Continuing with my Temples of Bali series, this is the 4th articles of the series covering Pura Ulun Danu Beratan. The 3 temples previously covered in the series were Pura Luhur Tanahlot ( https://randomvoyager.com/puratanahlot/ ) – Temple dedicated to Dewa Baruna or Sea God, Pura Taman Ayun ( https://randomvoyager.com/tamanayun/) – Temple for the Royal family of Mengwi and Pura Besakih (https://randomvoyager.com/besakih/), the mother temple for Balinese. Pura Ulun Danu is believed to be a source of fertility for Balinese and perhaps the most beautiful of the temples in Bali. It is part of their Subak irrigation system (read about the Subak system here – https://randomvoyager.com/bali/) as one of the supreme water sources. Located on the shore of Lake Beratan, which is formed in a volcanic crater of Mount Bedugul at a height of 1200 meters above sea level. Mount Bedugul is located at about 30 miles (48 kms) north of Denpasar, capital of Bali. Built in 1633, probably by Raja by Mengwi, around the same time as Pura Taman Ayun (https://randomvoyager.com/tamanayun/), the royal temple of the Raja of Mengwi, it is a photographers’ paradise and adorns the 50,000 Rupiah note of Indonesia. This temple is maintained by the irrigation societies of the surrounding region.
The temple is not a single temple but a complex which consists of multiple temple compounds within. Each compound consists of temples. There are 2 compounds found on the islets, few meters from the shore, inside Lake Beratan. In the first compound, there is the Telengin Segara temple with a 11 storey Pelinggih, which is dedicated to Devi Danu, water Goddess in Balinese Hinduism. The towers of Pelinggih or Meru represents the sacred Meru mountain mentioned in ancient Indian literature and Meru mountain is the abode of gods to keep the discussions concise. Her 2 statues could be seen on the exterior of the Telengin Segara temple. I have read interesting similarities between Devi Danu in Hinduism and Irish Celtic Goddess. But I will keep that discussion for another day while I stick to the topic at hand. In the other temple, Pura Lingga Petak, with 3 storey Pelinggih, a Lingam was found in the form of spring with a white stone flanked by 2 red stones during the restoration. This shows that this temple was dedicated to Lord Shiva, in the representation of Lingam.
On the shore, there is a temple called Penataran Agung, which has a 7 storey Pelinggih, which is dedicated to Lord Brahma. Another temple, Pura Dalem Purva, which is dedicated to Devi Durga.
Apart from that, I could see a stupa which carried Buddha statues at 4 different cardinal points which 2 statues of Buddha in the 2 tiers in one of the cardinal points. My apologies for I failed to understand which cardinal point it is as I am Cardinal direction disabled.

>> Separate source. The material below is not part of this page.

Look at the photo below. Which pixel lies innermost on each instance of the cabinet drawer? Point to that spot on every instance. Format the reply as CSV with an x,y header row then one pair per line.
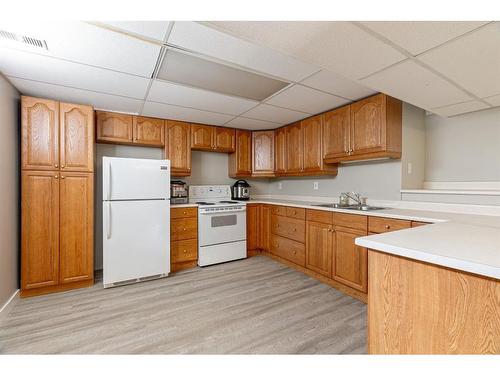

As I walked around, there were young girls on a school trip from the island of Java, who whipped up a conversation with me. Indonesia, being a Muslim majority country and I could clearly see that these school girls were muslim girls, I asked them the reason for visiting a temple in Bali. They mentioned, as I had heard several times before at different situations in Indonesia, “This is our culture”. Thoroughly feeling fulfilled, I walked outside to return to Kuta.
The weather in the mountain is slightly cold compared to the plains of Bali. So have a thin jacket with you.